Lindsay = female, Lindsey = probably female but often male. I wouldn’t assume.
Kim I assume is female if not a Korean surname. It’s more common as a male name in Britain than in the US, but I encountered a male Kim recently.
I’ve never met a female Jake or heard of a female Sean aside from Young (and she is apparently a crazy person, so I don’t know if they’re related). Or the bassist from White Zombie, but her real name is Shauna. Yet this is the **third **thread that suggested it was unisex, so some Dopers apparently run in some unique circles.
Aside from the Gone With the Wind one, the other famous Ashley has a chainsaw for a hand and kills Deadites, so I’d say it’s a pretty manly name by default.
The OP asked for examples, and I think that Madison counts in this case.

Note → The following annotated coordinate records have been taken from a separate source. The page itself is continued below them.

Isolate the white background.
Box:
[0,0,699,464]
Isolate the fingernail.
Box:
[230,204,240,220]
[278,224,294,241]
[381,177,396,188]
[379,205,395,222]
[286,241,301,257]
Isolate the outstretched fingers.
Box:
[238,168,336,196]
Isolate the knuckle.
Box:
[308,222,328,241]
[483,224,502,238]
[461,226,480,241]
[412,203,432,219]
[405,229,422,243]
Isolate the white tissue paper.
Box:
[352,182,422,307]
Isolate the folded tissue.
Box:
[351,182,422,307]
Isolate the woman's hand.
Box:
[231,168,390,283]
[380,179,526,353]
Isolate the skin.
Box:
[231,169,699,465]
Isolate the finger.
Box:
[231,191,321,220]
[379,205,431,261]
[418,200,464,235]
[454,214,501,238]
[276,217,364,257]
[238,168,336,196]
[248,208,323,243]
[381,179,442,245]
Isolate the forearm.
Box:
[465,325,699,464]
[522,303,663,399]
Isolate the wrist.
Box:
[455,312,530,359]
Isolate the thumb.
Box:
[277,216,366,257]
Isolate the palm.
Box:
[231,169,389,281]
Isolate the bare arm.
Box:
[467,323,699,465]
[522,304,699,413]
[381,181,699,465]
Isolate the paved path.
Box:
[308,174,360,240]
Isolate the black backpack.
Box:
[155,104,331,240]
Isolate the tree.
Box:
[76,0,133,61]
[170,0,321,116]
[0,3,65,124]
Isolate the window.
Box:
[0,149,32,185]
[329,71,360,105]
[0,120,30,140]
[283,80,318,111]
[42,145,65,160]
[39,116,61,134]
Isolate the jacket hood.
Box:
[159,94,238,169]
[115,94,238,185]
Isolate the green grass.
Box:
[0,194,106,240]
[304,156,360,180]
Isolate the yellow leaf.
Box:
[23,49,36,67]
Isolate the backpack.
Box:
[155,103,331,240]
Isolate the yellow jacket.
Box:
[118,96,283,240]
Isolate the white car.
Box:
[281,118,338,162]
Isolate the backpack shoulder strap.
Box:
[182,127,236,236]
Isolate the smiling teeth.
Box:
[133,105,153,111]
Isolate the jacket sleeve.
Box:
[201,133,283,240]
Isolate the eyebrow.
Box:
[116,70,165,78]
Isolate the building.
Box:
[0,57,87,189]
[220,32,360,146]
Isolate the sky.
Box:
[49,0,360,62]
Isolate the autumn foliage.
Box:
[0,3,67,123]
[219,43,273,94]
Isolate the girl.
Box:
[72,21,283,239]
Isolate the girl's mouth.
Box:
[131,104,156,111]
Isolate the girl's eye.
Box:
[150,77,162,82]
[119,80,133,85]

Prior to the year 1985 only men are named Madison, so if you’re older than that you don’t expect to meet women named Madison.
Lindsay or Lindsey, both definitely female. Same with Leslie, Robin, Tracy, Whitney, Kim, Marion, and a host of other names that once were used relatively often for boys and men and now are vanishingly rare among males.
According to the Baby NameVoyager, the male version died out by the 50s, but became popular again as a male name in the 80s. Keep in mind that the male popularity was absolutely dwarfed by the female: 50/million of males in the 90s, while the female version was 90x more popular and the 3rd most popular name at its peak in 2006. Some parents should’ve skipped the middle man and just named their kid “Madison 5” because every class will have at least 4 others.